狭間】相手の顔を見て、ちらと胸に浮かんだ気がするのが自分のハハオヤの顔で、何を話したわけでもないのに、思いがけず現れたそれに、よくわからない罪悪感を感じて怯みつつかき消す。とはいえそれは内心のことで、目の前の相手に向けている表情に、その揺らぎが見て取れることはおそらくないだろう。

2015-03-18 13:26:23
狭間 駿 @c_yu_n

@kankyoizon2 狭間】「聞きました。…お見舞いには、すみません、行ってませんが…ありがとうございます、お邪魔します」 招かれるまま、こつ、と杖を鳴らして部屋に踏み込む姿勢を示す。 生きててとにかくよかった、というべきかそれとも、この度は大変なことで、と言うべきなのか…、

2015-03-18 13:29:38
狭間 駿 @c_yu_n

@kankyoizon2 狭間】迷ったあげく、ねぎらう言葉も気遣う言葉も口に出す前に止まる。彼が室内に招き入れてくれるなら、靴を脱ぎ、杖先を拭いて上がり込もうか。

2015-03-18 13:31:27
八尺ワダチ @kankyoizon2

@c_yu_n ワダチ】杖をつく彼の姿に、生まれつきなのか、それとも情報屋として働いているうちに怪我をしてしまったのか、と考えを巡らせてしまう。働く上では利点にはならないだろうと思いつつ、 「今日意識が戻った。徐々に回復しているらしい。……此れも聞いたか?」 ソファへ誘導する。

2015-03-18 13:33:47
狭間 駿 @c_yu_n

@kankyoizon2 狭間】「だいたいは。……、」 今のところ生命に別状はなさそうなんですよね、という言葉は、口に出す前になんとなく躊躇われて、止まる。八尺ヒヅメの容態を他人に告げない、という、世界にかけられた異能が弱く働いているためだが、自分では気付かない。 →

2015-03-18 13:37:37
狭間 駿 @c_yu_n

@kankyoizon2 狭間】勧められるままソファに座り、さてどこからどう話そうか。相手が腰を落ち着けるのを待ち、 「…ヒヅメさんの容態がもうちょっと安定したら、帷に、移ってもらえれば、と思ってます。…ええと、何から言えばいい、かな…」 我ながらじれったい物言いで言葉を切る。

2015-03-18 13:42:19
狭間 駿 @c_yu_n

狭間】考える。自分が求めているのは、八尺ヒヅメの異能の、使い方や暴走のことだ。単純に言えばそれを求めれば良いのだろうが、なぜそれがいるのか、だとか、…八尺ヒヅメを取り巻く状況がどのようなものなのか、とかも、伝えたほうが良いだろうか。

2015-03-18 13:44:43
狭間 駿 @c_yu_n

狭間】チョークの存在と、世界の存在。壊しにくるかもしれない相手と、掬うと言っている者の存在。言葉の運びを考える。

2015-03-18 13:47:16
八尺ワダチ @kankyoizon2

@c_yu_n ワダチ】はじめて会った時といい、二度目にここで話した時といい、外見年齢に見合わず随分と落ち着いた話し方をする男だ、と思っていたが、それは周到な準備があってのことで、全く用意がないままに話し始めれば……おそらく……こんなものなのだろうか、と思う。
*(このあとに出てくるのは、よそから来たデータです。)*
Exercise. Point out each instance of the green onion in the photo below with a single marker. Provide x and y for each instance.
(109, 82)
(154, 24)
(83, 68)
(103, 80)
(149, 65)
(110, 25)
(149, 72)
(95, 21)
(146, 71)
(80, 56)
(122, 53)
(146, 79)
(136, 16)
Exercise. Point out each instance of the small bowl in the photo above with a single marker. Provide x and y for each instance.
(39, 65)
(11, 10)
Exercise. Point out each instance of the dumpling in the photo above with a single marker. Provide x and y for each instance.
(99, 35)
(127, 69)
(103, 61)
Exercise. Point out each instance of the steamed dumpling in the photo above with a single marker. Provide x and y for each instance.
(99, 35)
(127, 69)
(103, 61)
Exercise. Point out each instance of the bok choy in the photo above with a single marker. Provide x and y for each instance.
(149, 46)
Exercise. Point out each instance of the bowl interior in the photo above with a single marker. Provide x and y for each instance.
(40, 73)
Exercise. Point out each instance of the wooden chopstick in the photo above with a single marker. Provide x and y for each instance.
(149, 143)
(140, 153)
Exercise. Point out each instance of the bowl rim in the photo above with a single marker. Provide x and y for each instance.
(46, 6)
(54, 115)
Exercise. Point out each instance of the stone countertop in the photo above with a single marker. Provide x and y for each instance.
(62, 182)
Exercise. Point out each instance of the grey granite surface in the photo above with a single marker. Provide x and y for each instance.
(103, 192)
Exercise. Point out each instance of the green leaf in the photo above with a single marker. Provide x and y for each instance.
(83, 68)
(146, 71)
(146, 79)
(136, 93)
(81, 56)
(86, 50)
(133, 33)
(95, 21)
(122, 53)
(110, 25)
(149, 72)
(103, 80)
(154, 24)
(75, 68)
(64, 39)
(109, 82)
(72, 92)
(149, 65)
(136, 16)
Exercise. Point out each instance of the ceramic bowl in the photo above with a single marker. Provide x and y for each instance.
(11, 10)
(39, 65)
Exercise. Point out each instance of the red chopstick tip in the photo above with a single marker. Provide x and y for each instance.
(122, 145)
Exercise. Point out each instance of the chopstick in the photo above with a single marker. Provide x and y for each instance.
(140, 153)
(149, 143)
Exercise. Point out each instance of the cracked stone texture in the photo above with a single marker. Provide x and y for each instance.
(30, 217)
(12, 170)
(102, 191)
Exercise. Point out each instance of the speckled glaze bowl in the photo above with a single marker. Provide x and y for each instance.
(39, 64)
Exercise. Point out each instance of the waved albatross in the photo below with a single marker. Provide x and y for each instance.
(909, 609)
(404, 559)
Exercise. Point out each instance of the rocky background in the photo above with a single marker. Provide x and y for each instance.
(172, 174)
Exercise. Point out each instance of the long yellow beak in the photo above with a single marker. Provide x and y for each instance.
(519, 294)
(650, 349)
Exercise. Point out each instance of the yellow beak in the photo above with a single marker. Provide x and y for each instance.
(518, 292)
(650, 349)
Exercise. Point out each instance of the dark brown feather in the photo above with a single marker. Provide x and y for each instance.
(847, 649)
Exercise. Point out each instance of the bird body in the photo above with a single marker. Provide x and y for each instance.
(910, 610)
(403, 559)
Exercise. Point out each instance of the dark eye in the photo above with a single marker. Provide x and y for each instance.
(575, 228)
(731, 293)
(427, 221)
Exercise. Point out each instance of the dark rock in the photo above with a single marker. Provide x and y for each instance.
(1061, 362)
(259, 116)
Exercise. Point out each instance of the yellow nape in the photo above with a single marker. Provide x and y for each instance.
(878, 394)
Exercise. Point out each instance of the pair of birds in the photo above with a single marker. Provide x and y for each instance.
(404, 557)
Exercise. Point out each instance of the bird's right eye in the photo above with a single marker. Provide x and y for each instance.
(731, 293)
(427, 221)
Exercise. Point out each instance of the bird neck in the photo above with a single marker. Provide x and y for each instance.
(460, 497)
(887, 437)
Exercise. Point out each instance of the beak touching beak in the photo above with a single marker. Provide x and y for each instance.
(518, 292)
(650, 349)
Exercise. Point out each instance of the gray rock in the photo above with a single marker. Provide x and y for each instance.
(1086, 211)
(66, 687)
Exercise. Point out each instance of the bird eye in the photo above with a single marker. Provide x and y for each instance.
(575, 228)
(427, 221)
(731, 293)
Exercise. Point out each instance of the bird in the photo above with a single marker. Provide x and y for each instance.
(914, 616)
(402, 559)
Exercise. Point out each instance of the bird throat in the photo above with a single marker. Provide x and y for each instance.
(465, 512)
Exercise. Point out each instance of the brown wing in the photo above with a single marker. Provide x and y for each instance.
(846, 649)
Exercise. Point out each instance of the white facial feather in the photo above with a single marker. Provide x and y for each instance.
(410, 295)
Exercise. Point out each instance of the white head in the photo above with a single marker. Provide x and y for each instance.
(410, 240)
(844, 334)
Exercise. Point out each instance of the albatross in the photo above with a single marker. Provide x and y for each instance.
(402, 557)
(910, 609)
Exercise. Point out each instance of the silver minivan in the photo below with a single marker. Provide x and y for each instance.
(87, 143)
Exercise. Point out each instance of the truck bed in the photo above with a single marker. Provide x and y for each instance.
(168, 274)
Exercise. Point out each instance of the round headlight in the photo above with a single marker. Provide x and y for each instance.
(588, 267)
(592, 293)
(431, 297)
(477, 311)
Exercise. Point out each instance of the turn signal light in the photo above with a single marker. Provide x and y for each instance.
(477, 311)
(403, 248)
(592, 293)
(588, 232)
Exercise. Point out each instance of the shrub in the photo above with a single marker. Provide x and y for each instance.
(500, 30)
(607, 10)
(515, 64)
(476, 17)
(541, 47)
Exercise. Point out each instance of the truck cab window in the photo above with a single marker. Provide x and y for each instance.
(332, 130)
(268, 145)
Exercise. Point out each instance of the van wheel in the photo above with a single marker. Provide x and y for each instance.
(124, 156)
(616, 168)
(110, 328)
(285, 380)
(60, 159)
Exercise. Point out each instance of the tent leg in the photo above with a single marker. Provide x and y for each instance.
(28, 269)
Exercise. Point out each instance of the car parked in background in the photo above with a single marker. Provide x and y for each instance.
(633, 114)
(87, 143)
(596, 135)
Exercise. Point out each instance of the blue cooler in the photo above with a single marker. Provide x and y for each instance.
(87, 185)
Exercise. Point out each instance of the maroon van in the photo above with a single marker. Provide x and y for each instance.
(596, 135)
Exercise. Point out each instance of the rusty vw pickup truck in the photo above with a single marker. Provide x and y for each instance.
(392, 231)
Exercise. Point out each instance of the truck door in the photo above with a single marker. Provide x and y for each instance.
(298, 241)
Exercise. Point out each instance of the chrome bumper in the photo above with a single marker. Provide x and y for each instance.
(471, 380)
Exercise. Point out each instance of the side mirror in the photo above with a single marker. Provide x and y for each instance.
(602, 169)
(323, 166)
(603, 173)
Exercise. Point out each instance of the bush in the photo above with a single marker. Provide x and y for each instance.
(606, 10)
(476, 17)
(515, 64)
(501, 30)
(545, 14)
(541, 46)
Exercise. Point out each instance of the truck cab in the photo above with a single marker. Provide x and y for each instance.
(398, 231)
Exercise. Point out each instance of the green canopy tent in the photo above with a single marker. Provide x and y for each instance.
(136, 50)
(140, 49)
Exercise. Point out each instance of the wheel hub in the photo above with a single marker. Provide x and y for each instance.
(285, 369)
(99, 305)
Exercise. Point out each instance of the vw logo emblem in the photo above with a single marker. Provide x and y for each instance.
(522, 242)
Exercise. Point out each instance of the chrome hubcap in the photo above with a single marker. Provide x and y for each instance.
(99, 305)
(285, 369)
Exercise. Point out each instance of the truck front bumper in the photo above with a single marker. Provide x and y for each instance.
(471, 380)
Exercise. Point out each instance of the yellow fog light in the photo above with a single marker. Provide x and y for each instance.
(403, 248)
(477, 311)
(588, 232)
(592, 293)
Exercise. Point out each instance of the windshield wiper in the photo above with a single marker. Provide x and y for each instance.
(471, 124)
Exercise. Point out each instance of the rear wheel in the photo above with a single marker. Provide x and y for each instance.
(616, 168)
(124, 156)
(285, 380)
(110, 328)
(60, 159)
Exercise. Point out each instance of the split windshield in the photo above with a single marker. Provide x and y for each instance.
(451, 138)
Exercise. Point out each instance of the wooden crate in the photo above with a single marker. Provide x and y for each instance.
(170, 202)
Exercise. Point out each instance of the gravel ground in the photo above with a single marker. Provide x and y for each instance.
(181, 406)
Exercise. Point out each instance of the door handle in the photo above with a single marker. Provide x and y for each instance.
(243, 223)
→

2015-03-18 13:48:47
八尺ワダチ @kankyoizon2

@c_yu_n とはいえ今日は別に業務上、情報屋としてきたわけではないと思えば、その辺の若者と話すのと同じだ、と割り切れた。 「……聞きたい事があるのだろう」 こちらから、軽く促す。

2015-03-18 13:49:14
狭間 駿 @c_yu_n

@kankyoizon2 狭間】「ヒヅメさんの、…異能の使い方や、…暴走したことが、あるか、とか。…あったら、そのときの様子や状況を、…教えてもらえれば、と思って。それで、できたら会話も、さしつかえなければ記録させてもらえると、ありがたいんですが」 相手をまっすぐに見て口にする。

2015-03-18 13:52:42
八尺ワダチ @kankyoizon2

@c_yu_n ワダチ】「……何か必要なのか?」 そもそも自分が彼女の異能を目の当たりにしたのは数回しかない。その中で強いて言うべきなのは『あの時』だろうとは思っているが、彼がそれを知ろうとする理由がわからない。考えがあるのだろうか。

2015-03-18 13:55:11
狭間 駿 @c_yu_n

@kankyoizon2 狭間】「ヒヅメさんを『すくう』って言っているヒトから、頼まれまして」 まずはそう伝える。これだけでは納得いかないようであれば、さらに説明を加えるつもりでいる。